Le poing du Cardinal s’abattit de nouveau sur la table :

— Ne soyez pas ridicule ! Cette enfant est venue ici demander justice pour son parrain et je l’ai accueillie favorablement. Sa visite achevée, je l’ai confiée à l’un de mes gardes pour la ramener jusqu’à sa voiture et le Lieutenant civil a agi de son propre chef lorsqu’il a prié M. de Saint-Loup de lui céder la place.

— Donc, il n’obéit pas toujours ?

— Il n’a pas désobéi, puisque j’ignorais sa présence ici. Il faut en prendre votre parti, monsieur le duc. Tant que je vivrai, je vous interdis de vous en prendre à lui. Ensuite, vous ferez ce que vous voudrez.

— Il va donc pouvoir continuer à assassiner de pauvres filles dans les rues de Paris les nuits de pleine lune ?

Richelieu haussa les épaules.

— À ses risques et périls. La nuit, tous les chats sont gris mais je lui parlerai. Et, à ce propos, je veux votre parole de gentilhomme de ne rien tenter avant ma mort. Il est possible, en effet, que ces malheureuses trouvent un vengeur parmi les hommes de l’ombre. Il me déplairait de vous accuser, vous ou quelqu’un des vôtres !

— Monseigneur, gronda Beaufort, vous me faites regretter d’être venu vous demander justice. Si j’étais allé l’égorger chez lui par une nuit bien sombre vous n’auriez jamais imaginé que j’étais le coupable.
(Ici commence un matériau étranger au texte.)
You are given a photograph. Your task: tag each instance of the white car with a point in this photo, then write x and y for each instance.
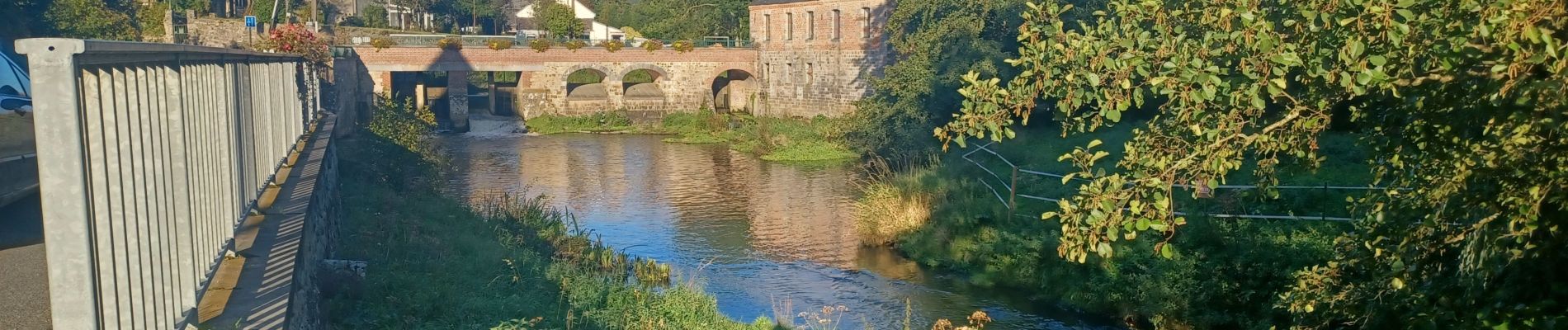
(17, 152)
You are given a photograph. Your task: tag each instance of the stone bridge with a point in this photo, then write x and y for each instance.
(576, 82)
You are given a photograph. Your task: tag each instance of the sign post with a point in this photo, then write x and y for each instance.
(250, 27)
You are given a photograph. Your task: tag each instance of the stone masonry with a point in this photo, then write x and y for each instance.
(813, 59)
(817, 57)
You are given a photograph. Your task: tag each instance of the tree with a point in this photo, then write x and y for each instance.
(937, 43)
(375, 16)
(559, 19)
(1462, 102)
(477, 8)
(90, 19)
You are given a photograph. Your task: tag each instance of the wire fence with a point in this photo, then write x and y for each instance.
(1015, 174)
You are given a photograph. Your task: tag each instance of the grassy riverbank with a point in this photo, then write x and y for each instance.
(772, 138)
(502, 263)
(1225, 274)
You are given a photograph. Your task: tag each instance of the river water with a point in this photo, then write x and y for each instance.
(753, 233)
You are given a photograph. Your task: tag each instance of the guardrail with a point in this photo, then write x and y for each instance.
(149, 155)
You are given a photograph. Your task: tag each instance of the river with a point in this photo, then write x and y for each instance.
(753, 233)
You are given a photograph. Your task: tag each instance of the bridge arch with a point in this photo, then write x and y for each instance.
(643, 82)
(587, 82)
(733, 88)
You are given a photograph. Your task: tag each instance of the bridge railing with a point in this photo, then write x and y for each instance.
(149, 155)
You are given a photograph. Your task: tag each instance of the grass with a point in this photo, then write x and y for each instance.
(1225, 276)
(499, 263)
(772, 138)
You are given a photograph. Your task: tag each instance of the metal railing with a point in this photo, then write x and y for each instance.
(149, 155)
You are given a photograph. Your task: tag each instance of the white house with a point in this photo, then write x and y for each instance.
(404, 17)
(596, 30)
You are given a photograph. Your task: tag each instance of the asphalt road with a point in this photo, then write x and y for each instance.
(24, 272)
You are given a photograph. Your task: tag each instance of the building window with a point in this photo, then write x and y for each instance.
(866, 22)
(789, 26)
(811, 74)
(811, 26)
(836, 26)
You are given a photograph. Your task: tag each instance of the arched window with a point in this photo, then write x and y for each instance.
(789, 26)
(836, 22)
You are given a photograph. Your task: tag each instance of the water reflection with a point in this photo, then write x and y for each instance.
(752, 232)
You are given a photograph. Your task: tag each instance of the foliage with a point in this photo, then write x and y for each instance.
(653, 45)
(559, 19)
(149, 19)
(297, 40)
(381, 43)
(937, 43)
(376, 16)
(612, 45)
(499, 45)
(264, 12)
(477, 8)
(451, 43)
(454, 265)
(682, 45)
(540, 45)
(576, 45)
(885, 213)
(90, 19)
(678, 19)
(1463, 102)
— Ne vous y fiez pas ! Je sais toujours ce que je veux savoir et, Laffemas mort, il me restait Laubardemont qui est redoutable. Votre coup d’éclat de La Ferrière a bien eu des témoins : il aurait passé tous les paysans à la question pour connaître le vrai et il vous aurait trouvé sans grande peine. Alors vous auriez senti le poids de ma colère, tout prince que vous êtes. Vous avez, au contraire, agi avec plus de sagesse que vous ne l’imaginez.